There’s no nice, nuanced thing to say about the shooting Wednesday at the end of the Chiefs’ Super Bowl celebration in Kansas City. No “on-one-hand-on-the-other-hand” equivocating about the death and injury and stupidity that happened because there are too many damned guns in the hands of too many damned idiots in this country.
No, it’s simple. Guns ruin everything.
Everything.
They make it impossible to send your kids to school without a little bit of fear.
They make it impossible to worship with your neighbors in the complete and confident belief your church is a sanctuary from the violence outside.
And they make it impossible to attend a parade — to celebrate a great triumph with thousands of people in your community — without worrying that some nut will choose a mass gathering as a time to enact their most sociopathic tendencies.
God help us.
Please read the whole thing.
The piece produced a remarkable amount of “guns are inanimate objects — they don’t kill people, people do!”
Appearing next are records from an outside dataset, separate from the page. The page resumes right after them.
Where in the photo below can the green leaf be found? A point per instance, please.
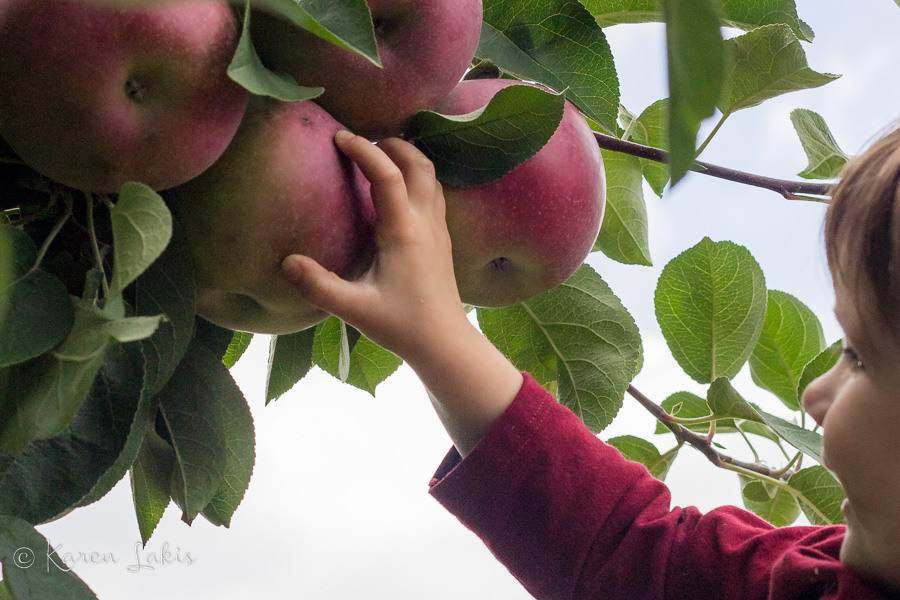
(347, 24)
(290, 359)
(765, 63)
(710, 303)
(623, 236)
(370, 364)
(686, 405)
(577, 334)
(150, 475)
(808, 442)
(740, 14)
(52, 476)
(239, 344)
(696, 75)
(51, 388)
(247, 70)
(32, 570)
(240, 448)
(826, 159)
(556, 43)
(167, 288)
(791, 337)
(640, 450)
(482, 146)
(190, 408)
(822, 491)
(820, 365)
(780, 509)
(142, 228)
(725, 401)
(650, 129)
(39, 316)
(36, 314)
And this strikes me as a frankly dumb objection.
Yes, people kill people.
But people with guns kill and maim an awful lot more than people without guns.1
Why? Because the whole purpose of guns — the entire reason they exist, their sole function — is to be uniquely efficient killing machines.
You don’t use guns to peel potatoes. You don’t use guns to build houses. You do use guns to kill and injure people. It’s the reason they exist.
Would we still have a murder problem if guns weren’t so widely available? Maybe, but not nearly to the extent we do now. That’s why America’s murder problem is a gun problem. And it’s why I’ll keep saying guns ruin everything.
Pew: “About eight-in-ten U.S. murders in 2021 – 20,958 out of 26,031, or 81% – involved a firearm. That marked the highest percentage since at least 1968, the earliest year for which the CDC has online records. More than half of all suicides in 2021 – 26,328 out of 48,183, or 55% – also involved a gun, the highest percentage since 2001.”
The people who fired the shots were responsible for what they did. But yes, guns made it easier for them to make whatever horrific point it was they intended.
Fine guns don’t kill people. Bullets kill people. You can keep your guns. Throw your bullets in the trash. Grow up. People are dying and you want to play word games.